One way to combine assumptions: Assume Constant Effect
(possibly within a subpopulation). T is the causal
effect of HeadStart. Then assume that mean of Yc among
children who attended HeadStart is equal to the mean of
Yc among children who did not attend HeadStart (possibly
within a subpopulation) or assume that Yc is independent
of S. This yields TPF=T so that you can use sample means
to estimate T.
OR
Assume Unit Homogeneity. Because of measurement error we
do not observe YS(u) rather we observe
YES(u)= YS(u) + errorS(u)
for S = t or c on each unit.

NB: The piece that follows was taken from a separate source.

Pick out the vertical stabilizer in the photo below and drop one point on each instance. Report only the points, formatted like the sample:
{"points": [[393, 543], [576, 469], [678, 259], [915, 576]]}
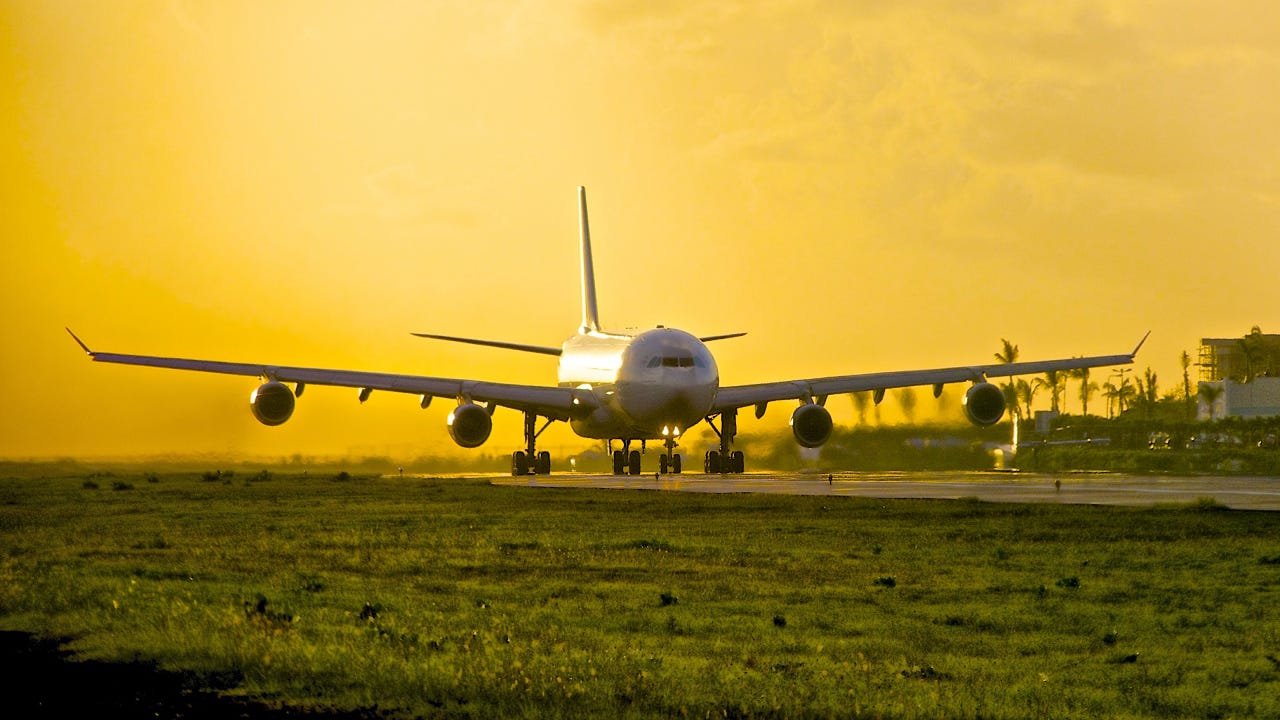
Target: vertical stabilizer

Thus Jane and David do not
have the same response in the last table because we are
observing YEt or YEc rather than the true response.
Next make the statistical assumption that measurement
error (errort, errorc) has mean zero and is independent
of S. Then again we have that
E[YES | S=t] - E[YES | S=c]
= E[YEt|S=t]- E[YEc | S=c]
= Yt(u) – Yc(u) + E[errort|S=t] - E[errorc | S=c]
= Yt(u) – Yc(u) + 0.
Again we can use sample averages to estimate the causal
effect of HeadStart.
V. Some of the many complications!
a) What is the population?
b) What is the cause?
c) SUTVA
a) What is the population?
Suppose you make the population U= all preschool children
in US. Does it make sense to think about Yt(u), Yc(u) for
all u???? Is it relevant?
b) What is the cause?
This is incredibly difficult and scientists have been
arguing about this for ages. One must be very careful
here.
Racial discrimination in graduate school admission.

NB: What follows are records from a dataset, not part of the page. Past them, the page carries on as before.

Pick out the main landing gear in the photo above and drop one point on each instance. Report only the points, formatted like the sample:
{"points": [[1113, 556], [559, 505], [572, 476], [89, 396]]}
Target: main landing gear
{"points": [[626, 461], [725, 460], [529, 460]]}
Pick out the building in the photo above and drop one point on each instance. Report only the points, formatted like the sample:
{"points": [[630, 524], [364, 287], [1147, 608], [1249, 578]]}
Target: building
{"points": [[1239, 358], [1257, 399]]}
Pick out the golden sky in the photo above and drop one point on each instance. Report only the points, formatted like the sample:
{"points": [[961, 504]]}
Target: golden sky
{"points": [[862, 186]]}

Michigan has been charged with reverse racial
discrimination. How might we think about this problem?
(For simplicity, I will pretend that there are only two
races.)
A possible set of causes:
Putting African-American on application papers
vs.
Putting Caucasian on application papers
The population of units:
all applications by students
admission
for
graduate school
The response:
acceptance vs denial
The question:
Do you want to make inference about effect of AfricanAmerican on Jane's acceptance
or
do you want to make inference about the average effect of
African-American on acceptance
or
do you want to make inference about the average effect of
African-American on acceptance for poor women?

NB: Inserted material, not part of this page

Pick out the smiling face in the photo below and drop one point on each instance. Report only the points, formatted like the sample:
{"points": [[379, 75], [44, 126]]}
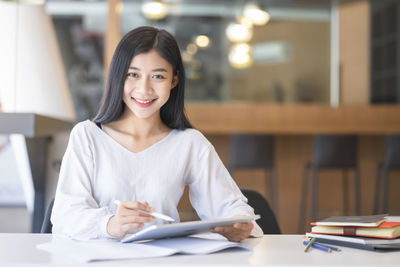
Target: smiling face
{"points": [[148, 83]]}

Another possible set of causes:
The school uses the current set of admission criteria
vs.
The school uses an alternate set of admission criteria
that does not involve racial designation.
The population units:
all applications by students for
admission
graduate school
The response:
acceptance vs denial
The question: Do you want to make inference about effect
of current admission criteria on Jane's acceptance or do
you want to make inference about the average effect of
current admission criteria on acceptance or do you want
to make inference about the average effect of current
admission criteria on acceptance for poor women?
c) SUTVA:
We have been implicitly making the assumption SUTVA,
"Stable Unit Treatment Value Assumption."
However it is
an important assumption which may not hold if we are
vague in specifying the cause, or the response or the
population.
Rubin in his discussion of Holland's paper, JASA pg. 961962, vol 81, 1986 writes:
SUTVA is
a) The value of Y for unit u when exposed to treatment t
will be the same no matter what mechanism is used to
assign treatment to unit u
and
b) The value of Y for unit u when exposed to treatment t
will be the same no matter what treatments the other
units receive.
Thus there does not exist unrepresented versions of the
treatment (Yt(u) does not depend on whether the mother
volunteered the child for HeadStart or on whether the
child was randomized to HeadStart) and there does not
exist inference between units (Yt(u) depends on whether
unit u' received treatment t or c).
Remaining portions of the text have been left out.